Avatar del José Hernández

Más allá de si los actores se sientan a debatir, lo que hay en juego en la sociedad ecuatoriana es una competencia de modelos...

Al margen de si hay diálogo entre el gobierno y la Conaie hay un tema de fondo para Guillermo Lasso: tiene que probar que sus fórmulas, para solucionar los problemas de los más pobres, son mejores que las populistas y las extremistas. El dirigente político Leonidas Iza facilita la tarea porque no plantea una agenda específica para sus comunidades, que es lo que pide el Gobierno, y pretende -como si anduviera en campaña electoral de carácter presidencial- erigirse en supuesto representante de todo el pueblo. Por eso privilegió, para este mano a mano, dos temas que afectan, en apariencia, a todos los ciudadanos pobres y de clase media: el precio de los combustibles y una reestructuración de las deudas. La actitud de los otros populistas -correístas incluidos- no difiere: siguen pensando que la acción política es proporcional a su habilidad para endosar culpas al Gobierno, mientras ignoran la gravedad de la crisis tras montañas de hojarasca retórica.

Más allá de si los actores se sientan a debatir, lo que hay en juego en la sociedad ecuatoriana es una competencia de modelos y de su eficiencia para encaminar el país más pobre hacia procesos sostenibles de desarrollo. Ese reto no es solamente de Guillermo Lasso: es de aquellos que, con matices y hasta diferencias, defienden el modelo que él representa. Esto explica la percepción, compartida por muchos, de que este gobierno tiene que ser exitoso si el país no quiere el regreso del correísmo. O la llegada a Carondelet de un gobierno parecido al que padece Perú, en este momento, con Pedro Castillo.

No basta, entonces, con señalar las incongruencias de dirigentes como Leonidas Iza que, pretextando sentarse con el presidente, multiplica pedidos absurdos y sobre todo reclama desconocer que él ganó las elecciones y representa al país en su conjunto. ¿Qué cabe esperar del Gobierno? Que asiente su legitimidad en su capacidad para resolver las necesidades que más afectan a las comunidades más pobres.

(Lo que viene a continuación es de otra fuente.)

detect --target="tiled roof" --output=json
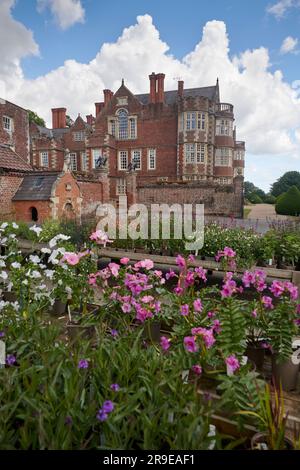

Se entiende mal porque, en este sentido, este gobierno tampoco ha hablado de un plan global -una suerte de plan Marshall-. Se trata de juntar políticas y presupuestos, consensuar objetivos estructurales y nada populistas con esas comunidades y fijar plazos para ejecutarlos; dando paso así a una decisión de carácter estratégico y con claros destinatarios.

Esto implicaría, puertas adentro en el Gobierno, evitar las intervenciones públicas, muchas veces insensatas de sus propios funcionarios: mientras el MIES es visto como Papá Noel, el ministro de Economía se vuelve el malo de la película y candidato a ser arrastrado por los inconformes. ¿Esos dos ministerios no hacen parte del mismo proceso económico y político? ¿Acaso, como se pregona, uno no ordena las cuentas, mientras el otro evita que los costos afecten más a los más vulnerables?

El Gobierno tampoco tiene relevos en una sociedad siempre tentada a sentarse a observar cómo la irracionalidad y los extorsionadores de la política consumen al gobierno de turno. El éxito de este gobierno y la defensa del modelo de mercado y defensa de las libertades depende de si el presidente logra cambiar esa actitud cuya conclusión es conocida: el desarrollo económico, las libertades, la integración del país al mundo, la lucha contra la pobreza… son tareas de aquel que llega a Carondelet. Y solo de él.

Aquellos, supuestamente interesados por el país, no terminan de admitir que hay un modelo (siempre perfectible) en juego ante ciudadanos que esperan resultados. Y el Gobierno no luce movilizado para juntar a sus defensores.